This too shall pass.
Very nice! but what is everything?

:-)

I think you must have looked at it before I added the descriptions. I would have liked to label everything, but labeling in Sketchup doesn't work like it ought to (the labels change sizes).

Kathleen
 

mecoastie

Veteran Member
Some thoughts.

1. Can you set up the posts and everything for a gate on that road and just leave it off until you need it? If the road is too wide what about having some wire or fencing that can go up.

2. How do you plan on feeding the goats if you cant get hay and grain? Could you have access to your neighbors pasture?

3. Do you have a close source of additional firewood? Neighboring woodlot for example. Those locust even if coppiced aren't going to produce much firewood although it will be excellent firewood.

4. Be very leery of bamboo. It is forever. Get a dry summer and that pond dries up or gets shallow enough and that bamboo will be everywhere.

5. Ben Falk is the guy growing rice in VT. His book " The Resilient Farm and Homestead" is awesome. How are you going to hull the rice you grow? He got lucky and found a manual rice huller in VT. He has a good series on permaculture on DVD as well.
 

Freeholder

This too shall pass.
Some thoughts.

1. Can you set up the posts and everything for a gate on that road and just leave it off until you need it? If the road is too wide what about having some wire or fencing that can go up.

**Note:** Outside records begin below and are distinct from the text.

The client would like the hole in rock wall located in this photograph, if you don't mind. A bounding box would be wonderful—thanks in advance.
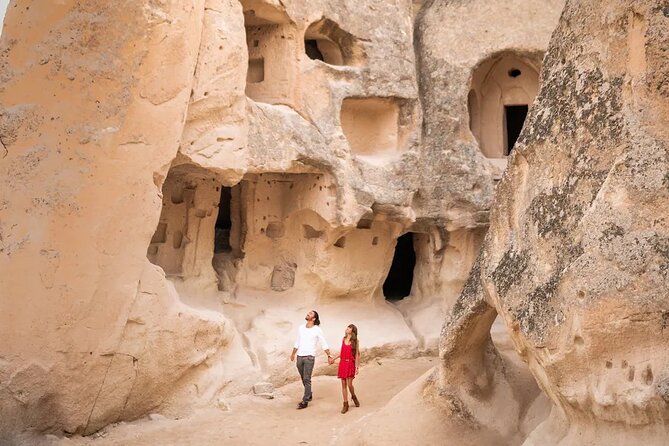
[246,57,265,84]
[235,173,336,292]
[467,53,540,158]
[341,98,400,155]
[242,1,297,104]
[304,19,365,66]
[214,187,232,254]
[504,105,528,155]
[147,165,242,277]
[383,232,416,300]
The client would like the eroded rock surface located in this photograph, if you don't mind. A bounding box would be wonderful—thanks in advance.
[428,1,669,445]
[0,0,564,440]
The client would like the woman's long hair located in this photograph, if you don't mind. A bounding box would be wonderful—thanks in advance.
[344,324,358,358]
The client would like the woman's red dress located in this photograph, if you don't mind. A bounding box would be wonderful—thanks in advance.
[337,340,355,379]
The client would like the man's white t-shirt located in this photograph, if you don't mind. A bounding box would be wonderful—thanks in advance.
[295,324,328,356]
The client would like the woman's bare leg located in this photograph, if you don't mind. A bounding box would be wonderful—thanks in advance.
[346,378,360,407]
[346,378,355,395]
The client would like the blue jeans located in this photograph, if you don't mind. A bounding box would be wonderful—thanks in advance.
[297,356,316,403]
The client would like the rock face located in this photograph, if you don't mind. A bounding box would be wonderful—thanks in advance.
[0,0,560,442]
[436,1,669,446]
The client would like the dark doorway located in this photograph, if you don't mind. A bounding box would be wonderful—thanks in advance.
[304,39,324,60]
[383,232,416,300]
[214,187,232,253]
[504,105,528,155]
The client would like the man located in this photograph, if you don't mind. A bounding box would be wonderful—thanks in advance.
[290,310,332,409]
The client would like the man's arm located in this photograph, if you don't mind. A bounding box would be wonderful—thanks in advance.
[290,328,300,361]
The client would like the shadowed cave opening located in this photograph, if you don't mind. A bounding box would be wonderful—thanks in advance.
[304,18,365,66]
[214,187,232,254]
[504,105,528,155]
[467,53,541,160]
[383,232,416,300]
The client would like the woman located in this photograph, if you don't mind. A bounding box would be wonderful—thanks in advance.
[333,324,360,413]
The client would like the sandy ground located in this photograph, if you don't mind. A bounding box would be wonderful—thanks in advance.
[55,357,437,446]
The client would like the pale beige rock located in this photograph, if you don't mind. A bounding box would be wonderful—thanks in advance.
[430,1,669,446]
[0,0,561,439]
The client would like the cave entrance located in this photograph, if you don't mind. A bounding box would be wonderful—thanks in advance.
[504,105,528,155]
[383,232,416,300]
[214,187,232,254]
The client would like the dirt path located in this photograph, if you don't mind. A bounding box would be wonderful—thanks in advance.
[57,358,437,446]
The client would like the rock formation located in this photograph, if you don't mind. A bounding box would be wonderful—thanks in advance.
[9,0,652,445]
[426,0,669,446]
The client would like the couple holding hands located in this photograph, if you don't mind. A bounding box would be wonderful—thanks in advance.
[290,310,360,413]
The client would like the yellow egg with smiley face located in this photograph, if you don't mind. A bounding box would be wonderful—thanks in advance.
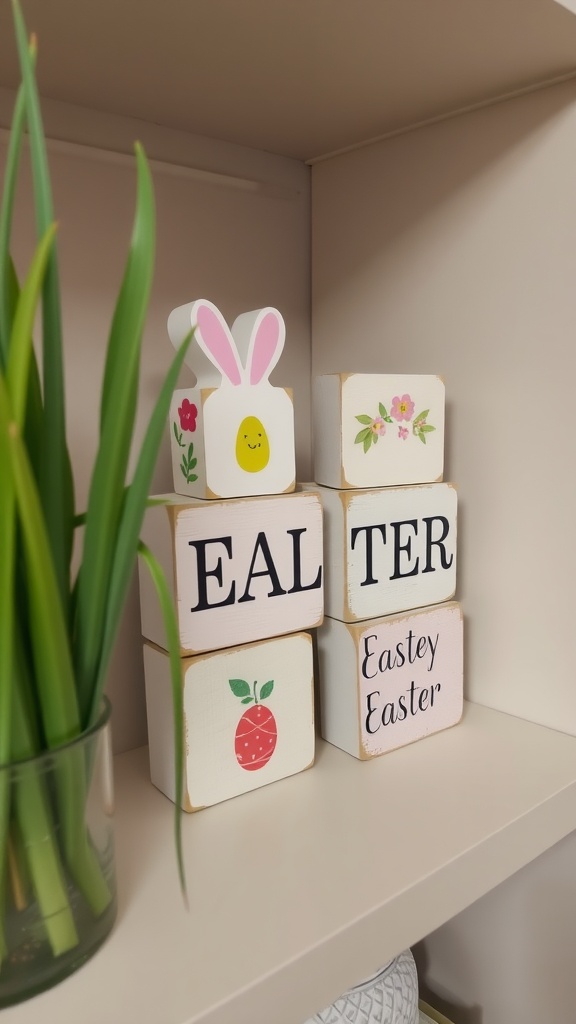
[236,416,270,473]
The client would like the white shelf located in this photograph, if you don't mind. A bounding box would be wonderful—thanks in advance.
[0,0,576,160]
[2,705,576,1024]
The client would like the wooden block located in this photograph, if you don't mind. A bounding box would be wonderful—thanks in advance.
[168,299,295,498]
[139,490,324,654]
[318,601,463,761]
[304,483,457,622]
[313,374,445,488]
[143,633,315,811]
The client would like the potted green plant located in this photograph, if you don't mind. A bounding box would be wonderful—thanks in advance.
[0,0,190,1007]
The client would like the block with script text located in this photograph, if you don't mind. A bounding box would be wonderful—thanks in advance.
[318,601,463,760]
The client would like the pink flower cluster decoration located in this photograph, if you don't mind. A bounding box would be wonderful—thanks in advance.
[354,394,436,455]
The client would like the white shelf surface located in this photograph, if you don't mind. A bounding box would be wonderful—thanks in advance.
[0,0,576,160]
[2,705,576,1024]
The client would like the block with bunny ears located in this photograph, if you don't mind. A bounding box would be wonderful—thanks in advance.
[143,633,315,811]
[168,299,295,499]
[313,374,445,489]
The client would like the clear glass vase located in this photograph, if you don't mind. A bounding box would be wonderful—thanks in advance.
[0,700,116,1008]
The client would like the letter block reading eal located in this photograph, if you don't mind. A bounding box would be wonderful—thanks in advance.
[318,601,463,761]
[306,483,457,622]
[168,299,295,498]
[143,633,315,811]
[139,490,324,655]
[313,374,445,488]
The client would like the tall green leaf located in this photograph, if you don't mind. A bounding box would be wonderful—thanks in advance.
[89,331,193,722]
[0,376,80,746]
[75,146,155,721]
[0,72,26,369]
[12,0,74,611]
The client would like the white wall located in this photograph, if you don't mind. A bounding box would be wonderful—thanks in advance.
[313,77,576,1024]
[0,91,310,750]
[313,77,576,733]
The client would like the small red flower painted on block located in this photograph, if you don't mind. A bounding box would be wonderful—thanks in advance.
[229,679,278,771]
[178,398,198,433]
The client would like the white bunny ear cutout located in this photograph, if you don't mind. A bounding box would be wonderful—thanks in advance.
[232,306,286,385]
[168,299,243,387]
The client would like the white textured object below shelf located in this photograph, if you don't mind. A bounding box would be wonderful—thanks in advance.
[2,705,576,1024]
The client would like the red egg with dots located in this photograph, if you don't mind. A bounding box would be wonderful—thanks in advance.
[229,679,278,771]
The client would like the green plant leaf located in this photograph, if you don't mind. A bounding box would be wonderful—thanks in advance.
[85,331,194,722]
[0,376,80,746]
[229,679,252,699]
[12,0,74,609]
[0,73,26,369]
[6,224,56,427]
[260,679,274,700]
[138,540,187,899]
[75,146,155,721]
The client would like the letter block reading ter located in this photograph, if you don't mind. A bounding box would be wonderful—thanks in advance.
[318,601,463,761]
[313,374,445,488]
[139,490,324,655]
[143,633,315,811]
[306,483,457,622]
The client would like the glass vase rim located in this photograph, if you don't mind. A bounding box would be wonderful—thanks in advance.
[0,693,112,774]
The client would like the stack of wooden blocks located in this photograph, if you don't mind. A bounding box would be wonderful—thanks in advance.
[139,300,323,811]
[313,374,463,760]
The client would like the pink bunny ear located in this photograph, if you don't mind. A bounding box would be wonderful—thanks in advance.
[247,306,286,384]
[192,299,242,386]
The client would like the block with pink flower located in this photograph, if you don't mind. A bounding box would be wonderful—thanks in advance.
[313,373,445,489]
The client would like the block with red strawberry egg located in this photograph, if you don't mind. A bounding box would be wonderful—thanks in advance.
[312,374,445,489]
[143,633,315,811]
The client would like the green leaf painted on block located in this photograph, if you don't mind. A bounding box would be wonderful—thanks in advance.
[228,679,252,699]
[260,679,274,700]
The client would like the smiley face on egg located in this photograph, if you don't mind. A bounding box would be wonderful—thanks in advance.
[236,416,270,473]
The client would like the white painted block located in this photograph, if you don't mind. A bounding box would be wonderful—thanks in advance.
[143,633,315,811]
[139,490,324,655]
[318,601,463,760]
[168,299,295,498]
[313,374,445,489]
[304,483,457,622]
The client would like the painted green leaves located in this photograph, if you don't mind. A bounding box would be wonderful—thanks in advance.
[229,679,274,703]
[354,394,436,455]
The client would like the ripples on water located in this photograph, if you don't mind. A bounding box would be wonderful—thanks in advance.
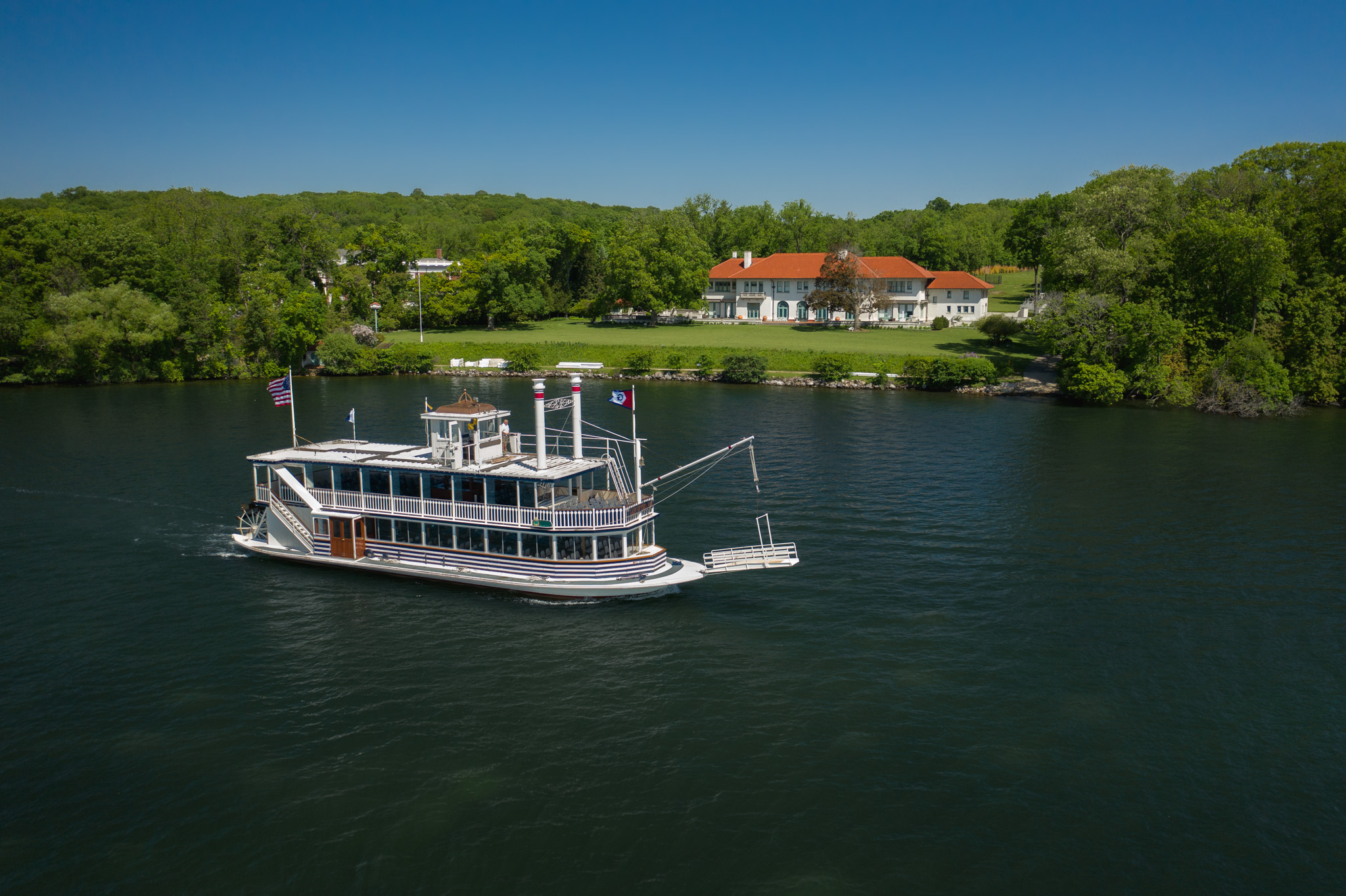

2. How do you plan on feeding the goats if you cant get hay and grain? Could you have access to your neighbors pasture?

3. Do you have a close source of additional firewood? Neighboring woodlot for example. Those locust even if coppiced aren't going to produce much firewood although it will be excellent firewood.

4. Be very leery of bamboo. It is forever. Get a dry summer and that pond dries up or gets shallow enough and that bamboo will be everywhere.

5. Ben Falk is the guy growing rice in VT. His book " The Resilient Farm and Homestead" is awesome. How are you going to hull the rice you grow? He got lucky and found a manual rice huller in VT. He has a good series on permaculture on DVD as well.

1. I've been considering doing what you suggest, and fencing and gating the property line but leaving the gate open for now. I may go ahead and do that soon.

2. At the moment I only have two goats and can easily feed them from the property. I may stay at just the two does, if I can find a local buck to breed them to (needs to be a small one, because they aren't full-sized does).

3. In an emergency situation, I'd talk to my two closest neighbors and see if they'd allow me to collect fallen limbs and such from their woodlots (not cut trees). Maybe in exchange for fresh veggies or something. At worst, we won't need a huge amount of firewood because the house is small and pretty easy to heat. At best, I hope to get a rocket mass heater/cookstove built in the next year or two, and it won't take nearly as much wood as a regular stove.

4. I'll keep that in consideration about the pond, but according to people who have known the property for decades, it's never come close to drying up; they think it's spring-fed, though the spring must be under the water level if so, because I didn't see a spring above the pond.

5. If we start getting a rice crop, I will definitely need to get a rice huller! I also need to get one of the oil presses for sunflower and pumpkin seeds.

Thanks for your ideas!

Kathleen
 

mecoastie

Veteran Member
My sister did dryland rice one year. Just a little but once they harvested it they realized that the hulls were tough to get off. It ended up being fed to the birds.
 

West

Senior
So no goats.

Looks good, cattle panels around perimeter, is the only thing I'll suggest as a first thing to do.